しかし、起業「でも」と考えていては、うまくいきません。そのぬるさ、覚悟のなさでは、成功はおぼつきません。
形式的に起業するだけなら簡単です。税務署に開業届を出すだけです。
会社を作ることも簡単です。自分で手続きをすれば、25万円もあれば株式会社を作れます。合同会社であれば、もう少し安くなります。手続きを代行してくれる会社もあります。
しかし、お客様がいなくては事業が成り立ちません。あなたの商品やサービスをお金を出してでも欲しいという人が必要です。
たいていの商品やサービスは、すでに扱っている会社があります。もしないとしたら、完全なブルーオーシャンであると考えるよりも、需要がないと考えた方が妥当です。
するとお客様は競合他社と比較します。競合他社と比較しても、あなたの商品やサービスを選ぶ理由がなければなりません。
圧倒的に安ければ、あなたの商品やサービスを選ぶでしょうが、事業を継続するためには、赤字を続けるわけにはいきません。
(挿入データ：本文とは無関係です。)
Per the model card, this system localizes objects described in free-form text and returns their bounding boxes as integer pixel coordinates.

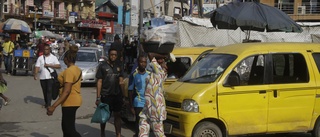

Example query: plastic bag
[0,83,8,93]
[91,103,110,124]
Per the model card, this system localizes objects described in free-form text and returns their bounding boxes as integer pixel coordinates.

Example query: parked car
[121,46,216,122]
[164,42,320,137]
[57,47,105,83]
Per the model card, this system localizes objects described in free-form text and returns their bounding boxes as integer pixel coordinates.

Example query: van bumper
[164,107,204,137]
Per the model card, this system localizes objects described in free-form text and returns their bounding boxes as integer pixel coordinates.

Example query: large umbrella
[36,30,56,38]
[211,2,303,40]
[2,18,31,33]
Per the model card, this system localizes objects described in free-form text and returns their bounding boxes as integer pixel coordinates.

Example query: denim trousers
[40,79,53,107]
[3,55,12,73]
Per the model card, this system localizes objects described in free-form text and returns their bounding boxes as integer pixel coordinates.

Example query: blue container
[14,49,23,57]
[14,49,34,58]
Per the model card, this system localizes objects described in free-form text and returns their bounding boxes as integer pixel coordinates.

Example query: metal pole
[122,0,127,38]
[34,6,38,31]
[0,0,3,21]
[138,0,144,47]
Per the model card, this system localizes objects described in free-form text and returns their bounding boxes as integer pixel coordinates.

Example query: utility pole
[122,0,127,39]
[34,5,38,31]
[0,0,3,21]
[180,0,184,17]
[198,0,203,18]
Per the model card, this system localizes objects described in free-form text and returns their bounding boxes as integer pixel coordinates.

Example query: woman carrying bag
[47,46,82,137]
[0,73,10,110]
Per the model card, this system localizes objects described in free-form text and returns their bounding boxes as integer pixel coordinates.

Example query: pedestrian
[0,73,10,106]
[36,37,45,57]
[139,53,168,137]
[95,48,124,137]
[34,44,61,108]
[2,34,14,74]
[47,46,82,137]
[128,55,150,137]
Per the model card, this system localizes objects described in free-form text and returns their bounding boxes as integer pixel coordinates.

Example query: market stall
[2,18,34,75]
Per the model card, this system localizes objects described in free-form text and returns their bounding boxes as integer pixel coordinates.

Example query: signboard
[43,10,53,17]
[130,0,139,27]
[78,20,107,29]
[69,12,78,17]
[68,16,76,23]
[118,6,130,25]
[106,27,112,33]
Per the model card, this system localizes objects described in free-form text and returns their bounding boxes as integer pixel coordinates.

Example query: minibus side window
[234,55,265,86]
[272,53,309,84]
[167,57,191,78]
[312,53,320,72]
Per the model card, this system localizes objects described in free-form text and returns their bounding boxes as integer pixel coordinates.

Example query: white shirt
[36,53,60,80]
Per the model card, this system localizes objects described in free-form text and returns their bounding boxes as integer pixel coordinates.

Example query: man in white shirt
[34,43,61,108]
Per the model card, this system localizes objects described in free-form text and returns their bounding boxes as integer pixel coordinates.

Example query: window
[234,55,266,86]
[179,53,237,83]
[312,53,320,72]
[167,57,191,78]
[272,54,309,84]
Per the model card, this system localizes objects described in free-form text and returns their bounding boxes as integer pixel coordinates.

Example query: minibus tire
[192,121,223,137]
[312,118,320,137]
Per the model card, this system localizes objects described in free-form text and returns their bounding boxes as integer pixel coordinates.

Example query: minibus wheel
[312,118,320,137]
[192,121,222,137]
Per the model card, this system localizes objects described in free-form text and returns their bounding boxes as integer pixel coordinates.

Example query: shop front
[78,20,113,40]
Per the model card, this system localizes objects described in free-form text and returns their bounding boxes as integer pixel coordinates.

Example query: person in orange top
[47,46,82,137]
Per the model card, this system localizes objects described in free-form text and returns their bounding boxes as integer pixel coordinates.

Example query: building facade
[0,0,96,37]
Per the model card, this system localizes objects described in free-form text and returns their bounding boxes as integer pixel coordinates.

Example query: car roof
[79,47,103,50]
[211,42,320,55]
[172,47,216,55]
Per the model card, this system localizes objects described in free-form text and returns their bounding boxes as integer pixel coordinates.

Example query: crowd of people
[0,35,169,137]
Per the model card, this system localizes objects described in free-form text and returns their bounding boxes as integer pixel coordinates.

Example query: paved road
[0,72,311,137]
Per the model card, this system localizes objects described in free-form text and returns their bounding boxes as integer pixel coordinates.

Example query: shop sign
[28,6,42,14]
[43,10,53,17]
[78,20,107,29]
[106,27,112,33]
[69,12,78,17]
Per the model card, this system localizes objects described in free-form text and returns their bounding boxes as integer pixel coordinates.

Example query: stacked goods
[142,24,178,54]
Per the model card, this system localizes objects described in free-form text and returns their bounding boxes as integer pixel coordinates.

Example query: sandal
[3,98,11,106]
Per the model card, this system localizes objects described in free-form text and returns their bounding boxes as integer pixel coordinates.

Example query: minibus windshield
[179,53,237,83]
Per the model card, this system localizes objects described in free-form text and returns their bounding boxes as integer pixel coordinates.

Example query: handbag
[91,103,110,124]
[43,55,60,100]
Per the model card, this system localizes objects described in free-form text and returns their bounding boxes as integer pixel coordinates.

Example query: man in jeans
[2,34,14,74]
[95,48,124,137]
[34,43,60,108]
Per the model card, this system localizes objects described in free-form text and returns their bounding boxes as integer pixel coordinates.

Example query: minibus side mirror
[225,71,240,87]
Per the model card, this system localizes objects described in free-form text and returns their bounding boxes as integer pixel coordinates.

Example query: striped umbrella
[2,18,31,33]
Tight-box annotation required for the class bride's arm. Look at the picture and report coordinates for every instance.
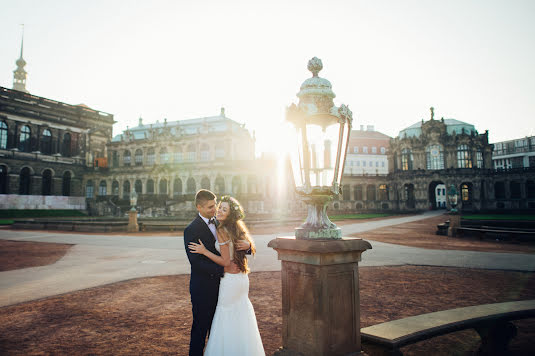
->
[188,234,230,267]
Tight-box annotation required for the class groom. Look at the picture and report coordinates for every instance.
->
[184,189,251,356]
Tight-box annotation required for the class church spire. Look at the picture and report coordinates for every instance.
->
[13,25,28,93]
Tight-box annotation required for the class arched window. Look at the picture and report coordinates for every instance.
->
[232,176,241,194]
[19,167,31,195]
[41,129,52,155]
[214,176,225,194]
[61,171,72,197]
[215,142,225,158]
[159,179,167,194]
[135,148,143,165]
[457,145,472,168]
[160,147,169,164]
[134,179,143,194]
[0,165,9,194]
[201,143,210,161]
[123,180,130,199]
[111,180,119,196]
[177,147,183,163]
[425,145,444,169]
[366,184,376,200]
[41,169,52,195]
[61,132,72,157]
[201,177,210,190]
[401,148,413,171]
[461,183,472,203]
[0,121,8,150]
[186,144,195,162]
[19,125,32,152]
[85,180,95,198]
[147,147,155,166]
[476,151,485,168]
[98,180,108,196]
[123,150,132,167]
[342,184,351,200]
[147,179,154,194]
[379,184,388,201]
[186,177,197,194]
[353,185,362,200]
[247,176,258,194]
[177,178,182,195]
[494,182,505,199]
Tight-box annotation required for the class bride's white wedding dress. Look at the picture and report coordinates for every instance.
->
[204,241,265,356]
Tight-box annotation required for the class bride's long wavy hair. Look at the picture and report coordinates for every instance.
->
[218,195,256,273]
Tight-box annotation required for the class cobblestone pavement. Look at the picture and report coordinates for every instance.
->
[0,212,535,306]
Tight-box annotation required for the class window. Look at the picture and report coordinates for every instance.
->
[85,180,95,199]
[201,144,210,161]
[174,147,183,162]
[41,169,52,195]
[19,167,31,195]
[98,180,108,196]
[160,147,169,164]
[61,132,72,157]
[123,150,132,167]
[61,171,71,197]
[0,121,8,150]
[19,125,31,152]
[41,129,52,155]
[147,147,155,166]
[457,145,472,168]
[135,148,143,166]
[401,148,413,171]
[476,151,485,168]
[215,142,225,158]
[425,145,444,169]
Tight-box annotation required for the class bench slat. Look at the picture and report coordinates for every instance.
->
[361,300,535,347]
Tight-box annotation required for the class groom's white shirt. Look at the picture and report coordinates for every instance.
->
[199,213,218,241]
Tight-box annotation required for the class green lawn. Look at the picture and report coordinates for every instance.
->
[328,213,394,221]
[462,214,535,221]
[0,209,86,219]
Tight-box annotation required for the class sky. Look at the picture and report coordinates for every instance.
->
[0,0,535,153]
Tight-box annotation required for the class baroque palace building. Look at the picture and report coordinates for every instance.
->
[338,108,535,211]
[84,109,284,215]
[0,39,114,209]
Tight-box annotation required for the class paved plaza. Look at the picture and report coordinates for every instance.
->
[0,212,535,306]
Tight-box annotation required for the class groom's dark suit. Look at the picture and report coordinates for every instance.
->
[184,215,224,356]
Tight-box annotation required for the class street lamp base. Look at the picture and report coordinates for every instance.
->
[295,227,342,240]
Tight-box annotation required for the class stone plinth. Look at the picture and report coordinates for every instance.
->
[126,210,139,232]
[448,213,461,237]
[268,237,372,356]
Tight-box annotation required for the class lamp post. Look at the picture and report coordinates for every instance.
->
[448,184,461,237]
[268,57,371,356]
[126,188,139,232]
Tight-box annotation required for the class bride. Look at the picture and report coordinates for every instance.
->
[189,195,265,356]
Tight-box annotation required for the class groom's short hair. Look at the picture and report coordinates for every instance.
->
[195,189,216,206]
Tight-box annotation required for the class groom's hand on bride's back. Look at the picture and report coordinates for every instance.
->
[225,262,241,274]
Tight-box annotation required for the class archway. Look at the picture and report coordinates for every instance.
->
[429,180,446,210]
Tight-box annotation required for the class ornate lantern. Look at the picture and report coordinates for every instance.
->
[130,188,137,211]
[286,57,353,239]
[448,184,459,213]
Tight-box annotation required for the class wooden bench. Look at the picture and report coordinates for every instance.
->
[361,299,535,356]
[456,227,535,240]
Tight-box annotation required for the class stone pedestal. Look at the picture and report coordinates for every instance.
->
[126,210,139,232]
[268,237,372,356]
[448,213,461,237]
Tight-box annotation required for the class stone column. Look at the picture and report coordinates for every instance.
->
[268,237,372,356]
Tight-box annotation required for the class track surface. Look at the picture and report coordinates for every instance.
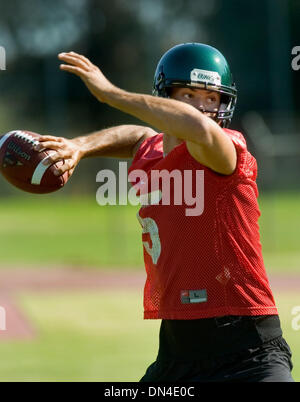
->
[0,268,300,340]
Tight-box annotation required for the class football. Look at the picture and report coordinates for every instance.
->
[0,130,69,194]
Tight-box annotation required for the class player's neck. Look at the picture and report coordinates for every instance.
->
[163,134,183,156]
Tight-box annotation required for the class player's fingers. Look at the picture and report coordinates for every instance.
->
[34,140,63,152]
[43,152,63,166]
[54,159,75,176]
[37,135,64,142]
[59,64,86,77]
[58,52,93,67]
[59,54,89,70]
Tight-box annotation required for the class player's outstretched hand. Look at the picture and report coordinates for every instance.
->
[58,52,116,102]
[35,135,83,176]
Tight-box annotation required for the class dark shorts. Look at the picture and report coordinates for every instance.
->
[140,316,294,382]
[140,337,294,382]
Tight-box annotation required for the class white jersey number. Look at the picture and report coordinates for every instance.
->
[137,213,161,265]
これらのハードルを越えるために努力が必要です。起業「でも」と考えていては、困難に突き当たったところで投げ出したくなります。
それを乗り越えるられるのは、起業をして成し遂げたいことに熱い思いがあるからです。情熱を持って、起業の目的に進んでいるためです。
また、好きなことで起業したからです。好きなことであれば、多少の壁にぶつかっても継続できます。壁を乗り越える気力もわきます。
「ぬるさ」は、余裕の裏返しでもあります。失敗したら生活が成り立たない状態で起業すると、臆病になり大胆な手段を取れなくなります。試行錯誤ができなくなります。失敗したところで事業をたたまなければなりません。
定年退職後に起業する人は、退職金ももらい、当面の生活資金には困らない状態です。老後の生活が不安になるほどのリスクはとりませんが、多少の投資は可能です。
それが、心の余裕につながります。
スズメが細い電線にとまっていられるのは空を飛べるからです。
地面に置いた幅10cmの板の上を歩くことは難しくありません。しかし、高さ30mのビルの間に渡された板であれば、幅30cmであっても怖くて渡れません。
心の余裕は行動に影響を与えます。
定年退職後に起業する人は、当面の生活費に困らない心の余裕を活かしながら、ぬるい心構えや覚悟の無さを排除しなければなりません。
そのためには、起業のビジョンが情熱を持って目指せることであり、好きなことで起業することが大切なことです。